This is dumb. This is really dumb. This is stupid. This is crazy. This is really dumb. Why am I doing this? This is stupid. It's crazy. It's really dumb. This is dumb. This is dumb. This is so dumb. It's stupid. It's really stupid. It's crazy. I'm crazy for doing this. Why am I doing this? It's dumb. It's really really really dumb. It's stupid. It's crazy. It's stupid and crazy. Beyond that it's just dumb. It's just plain stupid. It's dumb. I can't believe how unbelievably dumb this is. It's stupid. It's crazy. It's dumb. This is dumb. This is really dumb. This is stupid. This is crazy. Absolutely crazy. Why don't I stop? Why am I doing this? It's so STUPID. It's incredibly dumb. It could be the dumbest thing ever, it's so dumb. It's stupid, it's crazy, it's dumb. It's all these things. Plus it's dumb.
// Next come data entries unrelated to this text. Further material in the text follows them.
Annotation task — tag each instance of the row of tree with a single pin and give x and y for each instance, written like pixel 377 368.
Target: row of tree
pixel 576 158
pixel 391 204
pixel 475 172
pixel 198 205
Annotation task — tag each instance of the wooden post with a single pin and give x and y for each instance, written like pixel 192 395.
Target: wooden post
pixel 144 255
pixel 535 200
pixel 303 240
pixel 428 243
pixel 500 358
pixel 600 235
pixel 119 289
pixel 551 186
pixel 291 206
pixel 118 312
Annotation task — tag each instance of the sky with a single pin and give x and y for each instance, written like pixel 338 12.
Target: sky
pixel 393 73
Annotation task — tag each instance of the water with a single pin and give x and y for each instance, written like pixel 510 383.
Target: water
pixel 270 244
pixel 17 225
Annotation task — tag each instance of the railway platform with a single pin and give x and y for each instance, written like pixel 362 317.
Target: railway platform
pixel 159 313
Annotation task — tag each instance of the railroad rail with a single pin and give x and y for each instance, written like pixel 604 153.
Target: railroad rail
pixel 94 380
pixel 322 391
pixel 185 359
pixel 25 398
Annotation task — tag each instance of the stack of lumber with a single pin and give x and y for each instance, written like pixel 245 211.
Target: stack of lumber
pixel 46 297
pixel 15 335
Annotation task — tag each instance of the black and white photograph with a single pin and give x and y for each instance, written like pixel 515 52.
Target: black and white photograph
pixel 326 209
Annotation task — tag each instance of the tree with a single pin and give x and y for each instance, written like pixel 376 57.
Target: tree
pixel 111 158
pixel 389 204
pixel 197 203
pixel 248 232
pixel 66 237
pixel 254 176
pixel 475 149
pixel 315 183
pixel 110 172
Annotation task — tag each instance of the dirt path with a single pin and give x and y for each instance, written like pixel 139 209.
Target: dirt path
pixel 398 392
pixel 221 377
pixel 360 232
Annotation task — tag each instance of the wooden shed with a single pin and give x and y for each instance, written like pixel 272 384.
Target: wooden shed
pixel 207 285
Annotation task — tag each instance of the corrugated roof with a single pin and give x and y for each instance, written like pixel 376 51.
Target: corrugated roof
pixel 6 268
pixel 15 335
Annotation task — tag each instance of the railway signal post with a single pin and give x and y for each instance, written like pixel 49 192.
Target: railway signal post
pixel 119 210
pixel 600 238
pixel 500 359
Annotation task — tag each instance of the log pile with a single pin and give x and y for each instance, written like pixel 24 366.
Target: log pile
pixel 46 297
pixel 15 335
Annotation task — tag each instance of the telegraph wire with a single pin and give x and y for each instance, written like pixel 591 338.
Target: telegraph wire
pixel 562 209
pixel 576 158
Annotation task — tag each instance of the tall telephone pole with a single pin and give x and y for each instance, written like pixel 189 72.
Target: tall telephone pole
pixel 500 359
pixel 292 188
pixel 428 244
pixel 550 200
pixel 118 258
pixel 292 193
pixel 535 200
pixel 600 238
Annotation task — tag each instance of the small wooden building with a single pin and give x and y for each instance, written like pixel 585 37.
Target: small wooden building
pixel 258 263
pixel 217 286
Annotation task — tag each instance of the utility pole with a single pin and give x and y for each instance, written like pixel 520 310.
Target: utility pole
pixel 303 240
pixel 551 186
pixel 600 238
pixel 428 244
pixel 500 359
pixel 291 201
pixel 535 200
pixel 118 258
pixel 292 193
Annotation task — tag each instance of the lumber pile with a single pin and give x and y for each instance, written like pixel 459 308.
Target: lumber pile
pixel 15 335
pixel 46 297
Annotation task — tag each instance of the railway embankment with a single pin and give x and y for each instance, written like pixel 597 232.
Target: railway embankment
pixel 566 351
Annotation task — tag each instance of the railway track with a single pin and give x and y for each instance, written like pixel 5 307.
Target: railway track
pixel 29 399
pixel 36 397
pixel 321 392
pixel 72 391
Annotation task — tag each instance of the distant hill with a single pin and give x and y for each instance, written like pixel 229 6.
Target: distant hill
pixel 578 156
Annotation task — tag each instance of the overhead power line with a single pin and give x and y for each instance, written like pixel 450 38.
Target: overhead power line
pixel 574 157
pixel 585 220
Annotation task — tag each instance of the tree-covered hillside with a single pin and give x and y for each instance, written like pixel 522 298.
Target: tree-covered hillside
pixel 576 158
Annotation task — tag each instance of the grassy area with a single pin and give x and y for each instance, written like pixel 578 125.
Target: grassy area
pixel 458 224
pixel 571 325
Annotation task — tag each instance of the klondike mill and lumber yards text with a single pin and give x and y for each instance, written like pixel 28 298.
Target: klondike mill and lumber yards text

It's double dumb. Triple dumb. It's quadruple stupid dumb.

  [ Guitarhead ]

It's just dumb. Wholly and infuriatingly stupid. Stupid and dumb. Simply dumb. This is crazy. This is so dumb. Why am I doing this to myself. Why don't I just stop. This is dumb. This is really, really, really dumb. It's really stupid. It's crazy. This is so dumb that you would have to be really, really dumb just to think of something dumber. Nothing could be more dumb than this. This is stupid. It's crazy. It's really, really dumb. It's very dumb. Very dumb and very stupid. Incredibly stupid. Stupid and dumb. It's so dumb that no analogy could adequately portray it's dumbness. It's stupidity. It's gross immeasurable lack of not being dumb. It's utter stupidity reeks of being dumb. Dumb and stupid. This is stupid.

  [ Stand Up and Fail ]

It smells like stupid. It's dumb. Really dumb. It's crazy. Really, really crazy. It would be insane if it weren't so dumb. So explicitly, scathingly DUMB. And stupid. This is dumb. This is crazy. This is stupid. Really stupid. This is really dumb. It's crazy. Why didn't I quit when I started? This is stupid. Why am I continuing? It's stupid. It's dumb. It's stupendously dumb. Not to mention stupid. And crazy. (If it weren't so god-awful dumb.) It's stupid. Why I am I still doing this? I could leave. I could just walk away. But I don't. That's dumb. That's stupid. It's really stupid. It's dumb. It's really dumb. Dumb and stupid. Fantastically stupid. Fantastically stupid and dumb. So dumb it's evil. Evil and dumb. It's stupid. Increasingly stupid. It's so stupid that it eludes metaphor. It's that stupid. It's just that dumb. And stupid. Really stupid.

  [ Michael American ]

I want to stop but I can't. I want to make it go away but I can't. It's stupid. When will it stop? Why didn't I quit earlier. This is really, really, really, really, really, dumb. It's exceptionally dumb. It's stupid. This is stupid. This is dumb. This is dumb. This is dumb. This is dumb. I can't believe I'm doing this, it's so dumb. It's stupid. It's crazy. It's probably unnecessary too. But I know this for sure: It's dumb. It's stupid. It's invincibly stupid. Dumb. Nothing could possibly match in scope the depth of how dumb this is. It's so stupid. Pathetically stupid. Stupid and dumb. On a scale from one to ten you could not gauge it's dumbness. It's completely stupid. It's so dumb. This is very dumb. This is stupid. This is very stupid. I can't believe how stupid this is. This is dumb. Why did I do this to myself?